ルーカスは口元の土を親指で拭うと、不敵にニヤリと笑った。
「……へえ、お前めちゃくちゃ強いな。だが、今の交戦でタネは分かったぜ」
「ほう?」デカラマは太い腕を組み、面白そうに鼻を鳴らした。「貴様もなかなかの反応速度をしている。だが、タネとは何のことだ?」
「お前の魔法、肉体を硬化・加速させる身体強化系だろ。……それも、かなり手痛い制限付きのな」
「制限、だと?」
「ああ」ルーカスは生成した剣の切っ先をデカラマに向け、自信たっぷりに指摘する。
「お前が腕だけを強化して俺の剣を受け止めた時と、さっき俺を殴り飛ばすために体全身を強化した時じゃ、魔力の密度が全然違った。つまりお前の魔法は、分配型だ。強化する箇所を増やせば増やすほど、一箇所あたりの効力と強度がガタ落ちする。これはかなりの欠陥品だな」
デカラマは一瞬だけ目を見開いたが、すぐにクスクスと肩を揺らして笑い出した。
「正解だ。よくぞ短時間で見抜いたな、人間のガキ。……だが、それを知ったところで何になる? 貴様の一対一の剣技の速度なら、俺は部分強化の切り替えだけで十分に防ぎきれる。知られたところで、痛くも痒くもないわ」
叫ぶと同時に、デカラマの足元が爆ぜた。一瞬で間合いを詰め、肉弾戦を仕掛けてくる。
超至近距離から放たれる、弾丸のような拳の猛攻。ルーカスはそれを紙一重の身のこなしでかわし、あるいは剣の腹で受け流していく。デカラマの拳が空を切るたび、背後の空気が爆音を立てて震えた。
猛烈な連撃をすべて見切り、バックステップで距離を取ったルーカスが、ここで勝負を決めるように深く息を吸い込む。
「だからさ……全体を一斉に狙われたら、お前は防ぎようがないってことだよ!」
ルーカスの瞳に、魔力の光が爆発的に灯る。
「俺を舐めるなよ」
「――“ブレード・ストーム・シンフォニー!!」
刹那、ルーカスの周囲の空間が歪み、金属の擦れ合う硬質な音が幾重にも重なって鳴り響いた。
数十、数百という、鋭利に研ぎ澄まされた無数の剣が、空中へ一斉に実体化していく。それはまるで、指揮を待つ兵士の群れのようだった。
「なっ……これほどの数を一時に……!?」
デカラマの顔に、明確な動揺が走る。
「いけッ!!」
ルーカスが手を振り下ろした瞬間、宙を埋め尽くした剣の嵐が、一斉にデカラマ目掛けて、全方位から容赦なく殺到した。
デカラマは、咄嗟に身体の全身に強化の障壁を張った。
しかし、ルーカスの読み通り、全身に行き渡らせた強化の強度はあまりにも脆く。

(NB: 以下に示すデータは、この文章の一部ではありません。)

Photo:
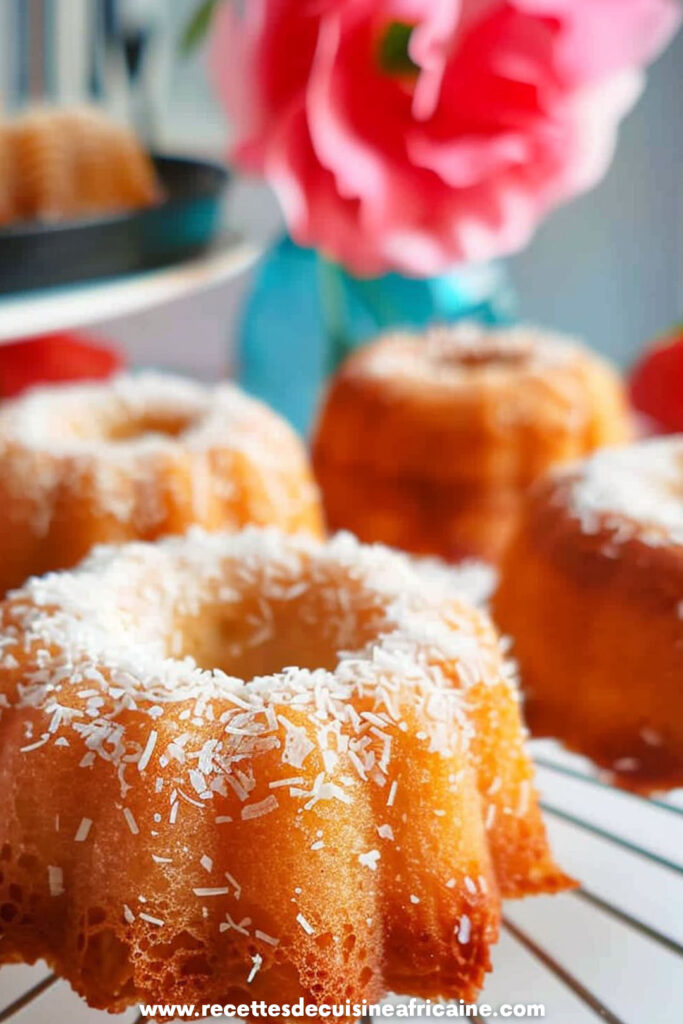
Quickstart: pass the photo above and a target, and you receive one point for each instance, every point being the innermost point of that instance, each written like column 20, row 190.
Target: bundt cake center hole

ルーカスの剣はあまりにも鋭かった。
無数の剣の嵐が、デカラマの身体を容易く貫通していく。容赦のない刃が、悪魔の肉体をズタズタに切り刻んだ。
デカラマはもはや、断末魔の叫びをあげることすらできなかった。無数の剣に縫い留められたまま、その肉体は音もなくサラサラと塵へと変わり、虚空へと消滅していった。
静寂が戻り、ルーカスが生成した剣たちも光の粒子となって消えていく。
「ふぅ……いやぁ、強かった強かった」
ルーカスは首をコキコキと鳴らしながら、肩をすくめて息を吐いた。激戦だったと言いつつも、その表情にはまだまだ余裕の笑みが浮かんでいる。
「さてと……白亜とおじさんの方はどうなってっかな」
ルーカスは愛剣を一本だけ手元に残し、残りの戦場の気配を探るべく、視線を巡らせた。